The United States has had its share of sins, too. But that doesn't stop us from celebrating Independence Day. Or shouldn't. Besides, how could we blame Columbus for the consequences of his discoveries? He didn't even realize what he'd discovered! In the end, he was a remarkable man, a gifted navigator, and an acceptable diarist. But mostly, a traveler.

Even after his death, he traveled. He died in Spain in 1506. But then they moved his remains to the Dominican Republic--without his say-so. Then somebody said they should move his old bones to Havana. Which they did. Then back to Spain. We think. Apparently modern scholars/governments/busy-bodies did some DNA research to prove where he finally rests, but there are still disagreements. Which figures.
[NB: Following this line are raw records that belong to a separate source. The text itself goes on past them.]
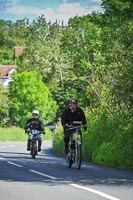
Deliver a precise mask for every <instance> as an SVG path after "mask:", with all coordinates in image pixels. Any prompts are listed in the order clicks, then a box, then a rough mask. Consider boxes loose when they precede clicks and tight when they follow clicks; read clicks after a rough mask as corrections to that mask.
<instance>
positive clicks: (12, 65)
mask: <svg viewBox="0 0 133 200" xmlns="http://www.w3.org/2000/svg"><path fill="white" fill-rule="evenodd" d="M12 69H16V66H15V65H0V78H8V73H9V72H10V71H11V70H12Z"/></svg>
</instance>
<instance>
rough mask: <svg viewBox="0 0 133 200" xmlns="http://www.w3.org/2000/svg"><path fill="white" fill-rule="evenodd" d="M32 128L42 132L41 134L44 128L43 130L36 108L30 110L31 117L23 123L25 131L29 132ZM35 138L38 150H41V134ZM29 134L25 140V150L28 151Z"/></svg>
mask: <svg viewBox="0 0 133 200" xmlns="http://www.w3.org/2000/svg"><path fill="white" fill-rule="evenodd" d="M32 129H34V130H38V131H41V132H43V134H45V130H44V125H43V123H42V121H41V120H40V119H39V111H38V110H34V111H33V112H32V118H31V119H29V120H28V121H27V123H26V125H25V133H28V134H29V133H30V131H31V130H32ZM37 140H38V151H39V152H40V151H41V144H42V138H41V135H40V134H39V135H37ZM30 142H31V139H30V134H29V137H28V141H27V151H30Z"/></svg>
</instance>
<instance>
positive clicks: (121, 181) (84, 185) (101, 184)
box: [0, 141, 133, 200]
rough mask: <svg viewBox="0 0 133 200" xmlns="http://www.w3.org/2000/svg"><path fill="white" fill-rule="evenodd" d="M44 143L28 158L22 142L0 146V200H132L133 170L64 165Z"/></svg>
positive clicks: (1, 142)
mask: <svg viewBox="0 0 133 200" xmlns="http://www.w3.org/2000/svg"><path fill="white" fill-rule="evenodd" d="M51 147H52V144H51V142H45V141H43V146H42V152H41V153H39V154H38V155H37V157H36V159H31V156H30V154H29V152H27V151H26V143H25V142H1V143H0V200H73V199H76V200H132V199H133V171H128V170H118V169H112V168H105V167H101V166H98V165H94V164H91V163H83V164H82V167H81V170H76V169H75V168H74V167H72V168H71V169H69V168H67V167H66V165H65V159H64V158H58V157H56V156H55V155H54V154H52V151H51Z"/></svg>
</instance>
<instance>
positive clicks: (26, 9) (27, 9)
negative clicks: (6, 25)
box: [6, 0, 100, 24]
mask: <svg viewBox="0 0 133 200" xmlns="http://www.w3.org/2000/svg"><path fill="white" fill-rule="evenodd" d="M15 1H16V2H17V1H18V0H14V2H15ZM66 1H67V0H64V3H62V4H60V6H59V7H58V8H57V9H54V8H46V9H39V8H35V7H33V6H15V5H14V6H12V7H8V8H7V9H6V12H7V14H12V15H18V19H19V18H20V16H25V17H27V18H31V15H32V17H33V16H35V17H34V19H35V18H36V17H38V16H40V15H41V14H44V16H45V18H46V20H47V22H48V21H50V20H51V22H52V23H53V22H55V21H56V20H58V21H60V22H62V21H63V22H64V23H65V24H67V22H68V20H69V18H73V17H74V16H76V15H78V16H83V15H87V14H90V13H91V12H92V11H98V10H100V7H98V6H92V7H90V8H88V7H83V6H81V5H80V3H66ZM92 1H93V0H92ZM96 1H99V0H95V2H96ZM16 5H18V4H16Z"/></svg>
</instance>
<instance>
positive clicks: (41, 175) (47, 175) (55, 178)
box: [29, 170, 57, 180]
mask: <svg viewBox="0 0 133 200" xmlns="http://www.w3.org/2000/svg"><path fill="white" fill-rule="evenodd" d="M29 171H30V172H33V173H35V174H39V175H41V176H45V177H47V178H51V179H54V180H55V179H57V178H56V177H54V176H49V175H47V174H43V173H41V172H38V171H35V170H29Z"/></svg>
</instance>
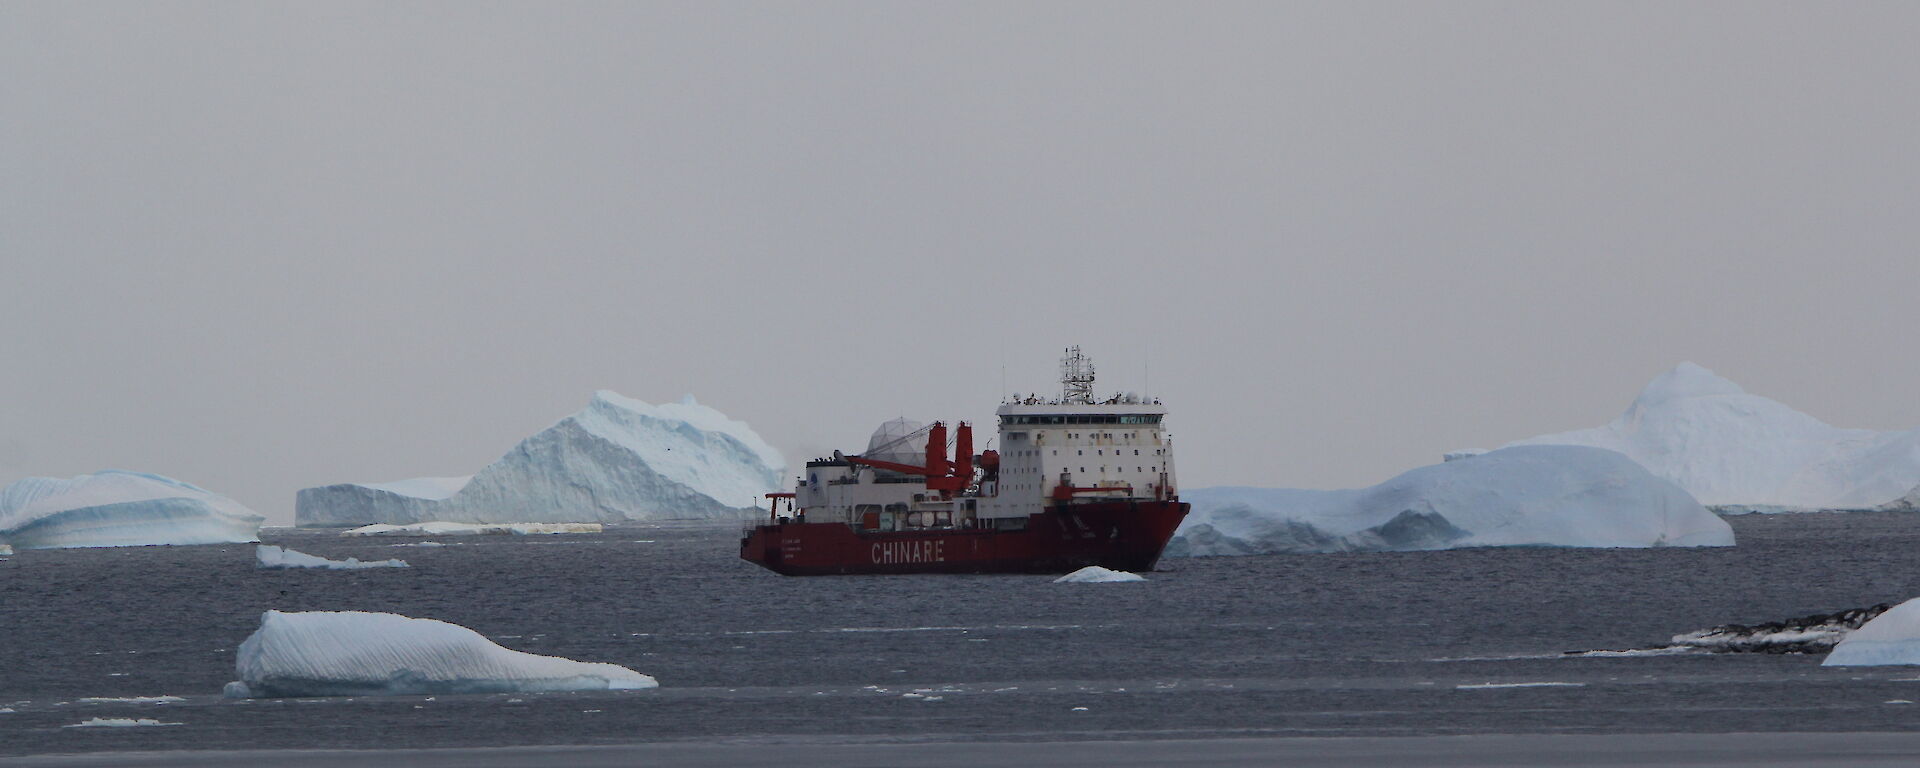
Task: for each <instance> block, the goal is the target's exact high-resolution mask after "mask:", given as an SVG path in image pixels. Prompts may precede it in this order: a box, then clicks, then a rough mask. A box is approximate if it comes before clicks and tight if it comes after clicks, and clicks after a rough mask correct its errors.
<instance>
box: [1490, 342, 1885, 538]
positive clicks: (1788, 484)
mask: <svg viewBox="0 0 1920 768" xmlns="http://www.w3.org/2000/svg"><path fill="white" fill-rule="evenodd" d="M1511 445H1594V447H1605V449H1609V451H1620V453H1626V455H1628V457H1630V459H1634V461H1638V463H1640V465H1642V467H1645V468H1647V470H1651V472H1653V474H1657V476H1661V478H1667V480H1672V482H1676V484H1680V488H1686V490H1688V492H1690V493H1693V497H1695V499H1699V501H1701V503H1705V505H1713V507H1722V505H1732V507H1757V509H1755V511H1791V509H1870V507H1878V505H1884V503H1887V501H1889V499H1899V497H1901V495H1903V493H1907V492H1908V490H1914V488H1916V486H1920V428H1914V430H1903V432H1876V430H1843V428H1836V426H1828V424H1826V422H1822V420H1818V419H1814V417H1809V415H1805V413H1799V411H1795V409H1791V407H1788V405H1784V403H1780V401H1774V399H1768V397H1761V396H1755V394H1747V392H1745V390H1741V388H1740V384H1734V382H1730V380H1726V378H1720V376H1716V374H1715V372H1713V371H1707V369H1703V367H1699V365H1693V363H1680V367H1676V369H1672V371H1668V372H1665V374H1661V376H1657V378H1653V382H1649V384H1647V386H1645V390H1642V392H1640V397H1634V403H1632V405H1628V407H1626V413H1622V415H1620V417H1619V419H1615V420H1613V422H1611V424H1605V426H1597V428H1590V430H1576V432H1561V434H1546V436H1538V438H1528V440H1521V442H1515V444H1511Z"/></svg>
Christopher Columbus was also damned lucky. He made the impossible voyage not once, but four times. He was shipwrecked a handful of those times. He came across cannibals without losing a limb. He beat back storm after storm, tempest after hurricane. He even wrote a farewell of sorts a couple of times. Still, he managed to live to an old age--for a mariner, for his time.

For his time. It's a phrase that we must use whenever we debate Christopher Columbus in an academic setting. And when we think of ourselves.